Beatty v. Esurance Property and Casualty Insurance Company
1:16-cv-00091
N.D.W. Va.Jul 17, 2018Background
- Dec. 24–25, 2014: Virgil and Melissa Beatty purchased an Esurance auto policy that initially listed UM/UIM limits; payment was authorized and policy effective Dec. 25, 2014.
- Esurance emailed statutorily required UM/UIM selection/rejection forms two days after purchase and instructed the Beattys to sign and return them within 30 days; plaintiffs did not return the forms.
- Because the forms were not returned, Esurance treated UIM as rejected, mailed an amended declarations page in late Jan. 2015 removing UIM and refunded the UIM premium.

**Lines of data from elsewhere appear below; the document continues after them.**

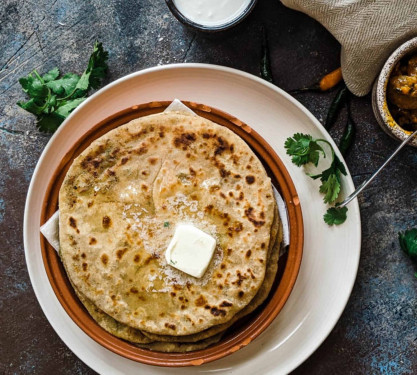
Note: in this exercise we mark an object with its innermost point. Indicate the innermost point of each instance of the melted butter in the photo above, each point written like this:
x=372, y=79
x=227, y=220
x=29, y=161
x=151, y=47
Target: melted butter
x=211, y=12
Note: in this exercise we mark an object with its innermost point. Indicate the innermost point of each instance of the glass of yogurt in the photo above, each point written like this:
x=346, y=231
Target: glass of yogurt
x=211, y=15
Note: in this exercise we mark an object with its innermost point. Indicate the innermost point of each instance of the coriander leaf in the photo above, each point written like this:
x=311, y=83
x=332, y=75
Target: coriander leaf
x=31, y=107
x=68, y=106
x=50, y=122
x=331, y=181
x=52, y=98
x=65, y=85
x=51, y=75
x=408, y=242
x=96, y=70
x=335, y=216
x=35, y=88
x=303, y=149
x=331, y=188
x=339, y=165
x=50, y=104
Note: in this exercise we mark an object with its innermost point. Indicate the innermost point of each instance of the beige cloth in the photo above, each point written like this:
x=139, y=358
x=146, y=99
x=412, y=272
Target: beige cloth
x=368, y=30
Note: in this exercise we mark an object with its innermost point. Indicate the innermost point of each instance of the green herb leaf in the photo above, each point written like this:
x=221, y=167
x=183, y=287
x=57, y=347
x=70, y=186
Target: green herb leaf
x=51, y=75
x=68, y=106
x=331, y=180
x=335, y=216
x=330, y=188
x=95, y=72
x=35, y=88
x=52, y=98
x=303, y=149
x=65, y=85
x=408, y=243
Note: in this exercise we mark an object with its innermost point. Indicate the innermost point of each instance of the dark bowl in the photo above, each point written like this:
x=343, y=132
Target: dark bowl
x=209, y=29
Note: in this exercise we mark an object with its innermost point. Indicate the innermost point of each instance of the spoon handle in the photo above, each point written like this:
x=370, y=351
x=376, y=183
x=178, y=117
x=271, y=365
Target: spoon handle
x=364, y=184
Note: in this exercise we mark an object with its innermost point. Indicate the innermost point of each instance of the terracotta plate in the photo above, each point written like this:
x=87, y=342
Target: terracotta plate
x=243, y=332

- May 18, 2015: Mr. Beatty was in a collision; Esurance denied a UIM claim based on the canceled UIM coverage.
- Plaintiffs sued for declaratory relief, breach of contract, and bad faith; cross-motions for summary judgment focused on whether Esurance complied with West Virginia law in offering UIM so that UIM coverage applied.
- District court held Esurance complied with statutory requirements (including electronic delivery/consent by conduct), applied statutory presumption of effective offer and knowing rejection, granted defendant summary judgment, and dismissed remaining claims as moot.
Issues
| Issue | Plaintiff's Argument | Defendant's Argument | Held |
|---|---|---|---|
| Whether Esurance made a proper statutorily required offer of UIM at time of application | Beattys: offer was not properly made “at the time” or by mailing with initial premium; therefore statutory presumption does not apply | Esurance: delivery of the commissioner form by email within the initial premium period satisfied the statute; statutory presumption applies | Court: Offer complied with W. Va. Code §33-6-31d; presumption applies |
| Whether electronic delivery/consent was valid | Beattys: Esurance had no express agreement to send documents electronically; email delivery invalid | Esurance: UETA and the parties’ electronic application activity (online account, e-signature, email reference) show consent by conduct; email delivery valid | Court: Plaintiffs consented by conduct; electronic delivery was effective |
| Doctrine of reasonable expectations — whether plaintiffs reasonably expected UIM to remain despite failure to return forms | Beattys: multiple emails, confusion, and reliance on earlier declarations created reasonable expectation of UIM | Esurance: no discrepancy between pre-sale materials and issued policy; plaintiffs were told to return forms and were refunded when coverage canceled | Court: No discrepancy or misleading representation; reasonable-expectations doctrine does not apply |
| Equitable estoppel — whether Esurance is estopped from denying UIM | Beattys: Esurance representations led them to believe UIM existed so insurer should be estopped from denying coverage | Esurance: no false representation or concealment; coverage initially existed and was properly canceled after nonresponse | Court: Equitable estoppel fails (no false representation); insurer not estopped |
Key Cases Cited
- Celotex Corp. v. Catrett, 477 U.S. 317 (summary judgment burden rules)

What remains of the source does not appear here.